– Извините, – шепнул он, не зная кому – дереву, воздуху, земле – и сорвал плод. Тот легко оторвался, будто сам отдался в его ладонь. Момент – и Андрей вонзил в него зубы. Вкус, который парень ощутил… Он не мог бы описать его словами. Сладкий – да, но не приторно. Сочный – да, но без тягучести. Свежий – но будто напитанный солнцем, ветром и дождём одновременно. Каждый кусок, казалось, пел на языке. Он съел его, забыв о всём. О странностях этого мира… О том, что может быть опасно… О законах и магии, и даже о птице Рух. Всё это было настолько ошеломляющим, что он даже не заметил того, как съел весь плод. До самой кожицы. И даже проглотил последний кусочек…

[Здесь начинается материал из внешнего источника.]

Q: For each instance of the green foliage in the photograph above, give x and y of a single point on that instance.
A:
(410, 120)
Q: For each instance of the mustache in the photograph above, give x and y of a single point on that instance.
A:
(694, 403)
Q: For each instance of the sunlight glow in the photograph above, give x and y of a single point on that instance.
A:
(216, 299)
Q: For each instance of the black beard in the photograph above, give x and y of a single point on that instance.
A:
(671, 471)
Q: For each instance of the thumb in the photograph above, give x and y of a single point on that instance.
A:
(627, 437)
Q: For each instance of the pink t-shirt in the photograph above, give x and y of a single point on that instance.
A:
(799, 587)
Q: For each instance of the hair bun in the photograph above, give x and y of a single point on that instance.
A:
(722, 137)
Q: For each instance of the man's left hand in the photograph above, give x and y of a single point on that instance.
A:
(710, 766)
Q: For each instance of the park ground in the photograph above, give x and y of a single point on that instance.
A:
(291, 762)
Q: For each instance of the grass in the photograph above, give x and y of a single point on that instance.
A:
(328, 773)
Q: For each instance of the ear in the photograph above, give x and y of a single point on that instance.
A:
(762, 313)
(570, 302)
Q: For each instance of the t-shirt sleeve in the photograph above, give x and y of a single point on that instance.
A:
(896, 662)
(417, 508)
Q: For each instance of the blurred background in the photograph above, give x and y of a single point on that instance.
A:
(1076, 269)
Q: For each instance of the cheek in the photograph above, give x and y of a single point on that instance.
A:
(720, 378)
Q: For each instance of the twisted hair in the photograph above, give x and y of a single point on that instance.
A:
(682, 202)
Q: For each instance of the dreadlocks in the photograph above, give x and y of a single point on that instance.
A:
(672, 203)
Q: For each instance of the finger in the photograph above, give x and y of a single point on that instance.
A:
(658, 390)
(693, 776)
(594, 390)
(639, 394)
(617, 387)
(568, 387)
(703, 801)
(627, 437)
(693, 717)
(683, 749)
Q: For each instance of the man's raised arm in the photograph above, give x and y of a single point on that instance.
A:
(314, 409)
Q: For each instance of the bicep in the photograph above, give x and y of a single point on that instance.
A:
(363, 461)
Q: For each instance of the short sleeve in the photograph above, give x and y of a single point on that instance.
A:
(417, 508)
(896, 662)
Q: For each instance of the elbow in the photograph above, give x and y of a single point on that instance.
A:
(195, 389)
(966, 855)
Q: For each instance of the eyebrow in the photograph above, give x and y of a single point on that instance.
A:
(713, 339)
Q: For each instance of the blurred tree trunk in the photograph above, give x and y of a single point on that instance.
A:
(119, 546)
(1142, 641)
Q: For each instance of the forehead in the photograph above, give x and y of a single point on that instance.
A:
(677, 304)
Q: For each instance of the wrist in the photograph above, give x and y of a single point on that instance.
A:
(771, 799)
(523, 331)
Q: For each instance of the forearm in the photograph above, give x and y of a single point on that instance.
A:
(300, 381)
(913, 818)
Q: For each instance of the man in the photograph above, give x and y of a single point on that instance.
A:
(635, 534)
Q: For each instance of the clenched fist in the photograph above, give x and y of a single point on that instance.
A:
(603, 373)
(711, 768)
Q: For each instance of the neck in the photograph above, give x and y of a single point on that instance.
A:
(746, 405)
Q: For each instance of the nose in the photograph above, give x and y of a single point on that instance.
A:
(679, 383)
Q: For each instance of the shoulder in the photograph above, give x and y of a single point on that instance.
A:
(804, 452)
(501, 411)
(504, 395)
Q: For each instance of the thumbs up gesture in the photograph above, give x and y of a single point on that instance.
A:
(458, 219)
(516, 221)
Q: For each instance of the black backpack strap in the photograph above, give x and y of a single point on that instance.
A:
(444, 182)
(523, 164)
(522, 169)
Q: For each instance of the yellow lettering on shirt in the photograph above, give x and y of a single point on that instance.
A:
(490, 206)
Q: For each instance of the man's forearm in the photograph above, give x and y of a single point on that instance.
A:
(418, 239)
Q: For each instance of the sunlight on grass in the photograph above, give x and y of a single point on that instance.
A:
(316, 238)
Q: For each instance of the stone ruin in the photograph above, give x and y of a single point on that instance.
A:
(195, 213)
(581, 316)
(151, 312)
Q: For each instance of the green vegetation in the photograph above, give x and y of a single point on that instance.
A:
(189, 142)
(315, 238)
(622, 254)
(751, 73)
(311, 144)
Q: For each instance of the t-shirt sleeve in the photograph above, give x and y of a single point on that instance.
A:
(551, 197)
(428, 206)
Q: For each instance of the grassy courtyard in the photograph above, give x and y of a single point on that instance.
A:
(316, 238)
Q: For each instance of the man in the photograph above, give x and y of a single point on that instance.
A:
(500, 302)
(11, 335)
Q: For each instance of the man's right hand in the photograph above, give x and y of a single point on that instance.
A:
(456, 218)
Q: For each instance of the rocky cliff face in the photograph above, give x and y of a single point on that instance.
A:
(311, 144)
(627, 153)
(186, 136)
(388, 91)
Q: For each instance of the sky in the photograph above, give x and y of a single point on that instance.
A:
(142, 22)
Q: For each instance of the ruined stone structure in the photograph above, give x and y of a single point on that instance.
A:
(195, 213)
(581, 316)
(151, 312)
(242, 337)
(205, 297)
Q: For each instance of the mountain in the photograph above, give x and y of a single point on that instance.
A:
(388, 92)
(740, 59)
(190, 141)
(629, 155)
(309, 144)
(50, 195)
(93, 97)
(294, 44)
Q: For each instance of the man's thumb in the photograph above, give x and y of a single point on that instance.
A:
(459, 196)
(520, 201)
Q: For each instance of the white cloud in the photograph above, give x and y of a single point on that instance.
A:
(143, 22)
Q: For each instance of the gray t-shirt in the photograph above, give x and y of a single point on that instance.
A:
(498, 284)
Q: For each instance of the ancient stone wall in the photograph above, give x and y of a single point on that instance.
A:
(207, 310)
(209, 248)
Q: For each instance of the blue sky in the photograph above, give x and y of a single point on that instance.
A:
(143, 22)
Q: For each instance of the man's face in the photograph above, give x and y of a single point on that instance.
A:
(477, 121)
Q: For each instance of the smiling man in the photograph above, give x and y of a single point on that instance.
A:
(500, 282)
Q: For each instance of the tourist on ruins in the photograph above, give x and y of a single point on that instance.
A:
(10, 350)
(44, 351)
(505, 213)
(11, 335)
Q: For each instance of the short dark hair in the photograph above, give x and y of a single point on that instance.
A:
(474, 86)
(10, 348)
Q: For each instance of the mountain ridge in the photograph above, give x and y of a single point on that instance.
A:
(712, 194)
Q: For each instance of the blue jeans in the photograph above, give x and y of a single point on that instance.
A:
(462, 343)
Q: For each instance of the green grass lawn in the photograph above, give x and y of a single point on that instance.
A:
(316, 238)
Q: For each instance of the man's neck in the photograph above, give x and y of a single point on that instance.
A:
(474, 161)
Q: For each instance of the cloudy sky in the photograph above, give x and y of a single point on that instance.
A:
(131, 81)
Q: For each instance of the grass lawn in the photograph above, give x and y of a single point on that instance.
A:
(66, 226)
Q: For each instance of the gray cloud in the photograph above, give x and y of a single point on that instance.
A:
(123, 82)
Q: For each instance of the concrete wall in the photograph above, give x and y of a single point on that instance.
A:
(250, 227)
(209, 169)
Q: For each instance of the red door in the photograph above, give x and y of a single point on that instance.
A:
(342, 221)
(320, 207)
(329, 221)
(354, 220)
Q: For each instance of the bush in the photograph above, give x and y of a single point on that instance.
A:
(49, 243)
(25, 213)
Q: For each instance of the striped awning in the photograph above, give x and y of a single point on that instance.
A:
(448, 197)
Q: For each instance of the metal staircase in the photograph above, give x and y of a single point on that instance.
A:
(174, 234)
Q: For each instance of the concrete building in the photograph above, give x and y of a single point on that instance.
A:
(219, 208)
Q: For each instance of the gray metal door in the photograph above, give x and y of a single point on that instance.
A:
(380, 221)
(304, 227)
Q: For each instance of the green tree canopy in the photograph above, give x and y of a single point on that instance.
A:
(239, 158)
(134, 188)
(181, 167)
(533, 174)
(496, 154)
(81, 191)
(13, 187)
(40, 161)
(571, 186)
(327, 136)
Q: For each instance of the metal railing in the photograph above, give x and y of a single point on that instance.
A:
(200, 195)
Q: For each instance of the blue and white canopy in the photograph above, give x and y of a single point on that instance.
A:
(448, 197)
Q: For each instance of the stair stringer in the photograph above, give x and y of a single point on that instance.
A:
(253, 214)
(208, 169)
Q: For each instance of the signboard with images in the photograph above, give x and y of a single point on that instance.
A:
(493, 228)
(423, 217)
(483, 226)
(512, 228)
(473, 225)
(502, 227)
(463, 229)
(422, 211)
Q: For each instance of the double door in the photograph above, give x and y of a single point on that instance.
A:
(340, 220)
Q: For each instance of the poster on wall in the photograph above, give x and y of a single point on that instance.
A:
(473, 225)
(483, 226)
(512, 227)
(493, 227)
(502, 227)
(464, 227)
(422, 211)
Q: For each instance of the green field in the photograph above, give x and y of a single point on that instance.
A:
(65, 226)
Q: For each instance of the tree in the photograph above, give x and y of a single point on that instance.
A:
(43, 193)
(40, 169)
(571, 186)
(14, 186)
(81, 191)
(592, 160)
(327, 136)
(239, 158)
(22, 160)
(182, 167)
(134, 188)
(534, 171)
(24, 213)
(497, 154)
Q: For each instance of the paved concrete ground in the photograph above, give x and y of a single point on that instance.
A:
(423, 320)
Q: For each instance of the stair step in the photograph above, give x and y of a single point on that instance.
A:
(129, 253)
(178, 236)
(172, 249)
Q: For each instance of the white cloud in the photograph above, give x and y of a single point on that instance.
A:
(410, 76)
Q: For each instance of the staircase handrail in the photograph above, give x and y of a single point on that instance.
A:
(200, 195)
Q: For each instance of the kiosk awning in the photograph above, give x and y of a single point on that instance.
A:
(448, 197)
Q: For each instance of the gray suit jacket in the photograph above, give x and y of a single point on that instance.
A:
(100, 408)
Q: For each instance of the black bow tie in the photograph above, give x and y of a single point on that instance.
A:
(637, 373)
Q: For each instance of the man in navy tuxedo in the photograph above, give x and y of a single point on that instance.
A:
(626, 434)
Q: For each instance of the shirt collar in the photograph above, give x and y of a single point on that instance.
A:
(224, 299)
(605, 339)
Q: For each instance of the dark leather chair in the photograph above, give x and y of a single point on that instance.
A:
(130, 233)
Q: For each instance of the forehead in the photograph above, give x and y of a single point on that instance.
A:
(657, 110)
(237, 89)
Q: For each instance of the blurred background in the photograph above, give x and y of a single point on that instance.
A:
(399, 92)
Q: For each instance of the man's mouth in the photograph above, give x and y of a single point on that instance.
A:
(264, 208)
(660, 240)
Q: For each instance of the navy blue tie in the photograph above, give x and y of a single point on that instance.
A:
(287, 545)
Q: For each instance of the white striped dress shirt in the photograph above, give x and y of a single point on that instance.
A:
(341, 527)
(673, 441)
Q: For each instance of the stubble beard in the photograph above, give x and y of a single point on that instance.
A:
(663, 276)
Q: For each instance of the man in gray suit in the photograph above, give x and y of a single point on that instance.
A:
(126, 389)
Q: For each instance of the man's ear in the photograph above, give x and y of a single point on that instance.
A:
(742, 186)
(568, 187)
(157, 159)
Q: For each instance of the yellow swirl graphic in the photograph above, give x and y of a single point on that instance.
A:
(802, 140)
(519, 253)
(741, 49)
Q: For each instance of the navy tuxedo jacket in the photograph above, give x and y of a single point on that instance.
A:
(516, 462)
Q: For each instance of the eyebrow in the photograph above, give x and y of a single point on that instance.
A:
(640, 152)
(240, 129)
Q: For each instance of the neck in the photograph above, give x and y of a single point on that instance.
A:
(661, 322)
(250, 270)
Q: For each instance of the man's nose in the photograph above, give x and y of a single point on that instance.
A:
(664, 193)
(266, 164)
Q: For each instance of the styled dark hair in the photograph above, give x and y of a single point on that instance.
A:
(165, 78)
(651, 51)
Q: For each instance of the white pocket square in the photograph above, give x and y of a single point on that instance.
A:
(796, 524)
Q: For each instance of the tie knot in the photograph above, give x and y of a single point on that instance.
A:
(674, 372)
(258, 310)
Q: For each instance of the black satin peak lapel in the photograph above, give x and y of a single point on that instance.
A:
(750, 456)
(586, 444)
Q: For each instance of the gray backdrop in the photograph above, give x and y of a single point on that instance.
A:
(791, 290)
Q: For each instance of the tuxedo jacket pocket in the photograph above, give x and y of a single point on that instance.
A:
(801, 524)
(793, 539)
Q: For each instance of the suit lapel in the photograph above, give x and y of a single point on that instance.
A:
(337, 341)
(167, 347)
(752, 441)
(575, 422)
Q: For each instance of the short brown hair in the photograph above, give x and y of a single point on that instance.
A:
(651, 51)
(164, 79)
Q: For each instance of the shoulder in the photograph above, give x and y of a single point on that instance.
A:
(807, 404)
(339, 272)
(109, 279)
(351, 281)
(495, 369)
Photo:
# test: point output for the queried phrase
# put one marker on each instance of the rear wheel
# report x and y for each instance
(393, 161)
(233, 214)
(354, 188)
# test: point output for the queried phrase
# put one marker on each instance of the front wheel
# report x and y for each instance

И в ту же секунду… Его живот, куда словно в Чёрную дыру, провалилось это угощение, заныл. Сначала так, будто изнутри его погладили раскалённой ладонью. Тепло. Приятное. Но быстро – слишком быстро – стало жаром.
И этот жар разбежался волнами. От желудка – к груди, от груди – к шее, к рукам, в ноги, в позвоночник. Он судорожно сжал зубы, споткнулся и даже опустился на колени, буквально с всхлипом втягивая в себя воздух. Но не было боли. Это было нечто странное. Как мощный прилив силы, но чуждой, неестественной, вздымающейся, как огонь внутри его тела. Даже внутри костей. И сейчас он чувствовал одно. Каждая его клетка… Каждая мышца… Всё его естество наполнялось чем-то иным. Будто даже его кровь стала расплавленным янтарём, а сердце – кузнечным горном. Голова пошла кругом, в висках барабанили удары, словно что-то будилось в нём, просыпалось, расковывало прежние пределы.
Он упал на бок, дрожа, обхватив себя. Над ним всё также безмолвно качались широкие листья, переливаясь всё тем же светом, но теперь… Теперь Андрей видел, как по ним текли крошечные капли той самой энергии, которую он раньше замечал в траве. Теперь он чувствовал её. Как ощущают жар солнца сквозь кожу. Как слышат музыку – кожей, не ушами.
– Что это? Что за плод я съел… Что он со мной сделал?
И, несмотря на лихорадочное дыхание, на колотящееся сердце, на бурю изнутри – он не чувствовал страха. Только одно чувство становилось всё ярче. Ты – другой. Ты больше не просто человек. Ты изменился. И это – только начало.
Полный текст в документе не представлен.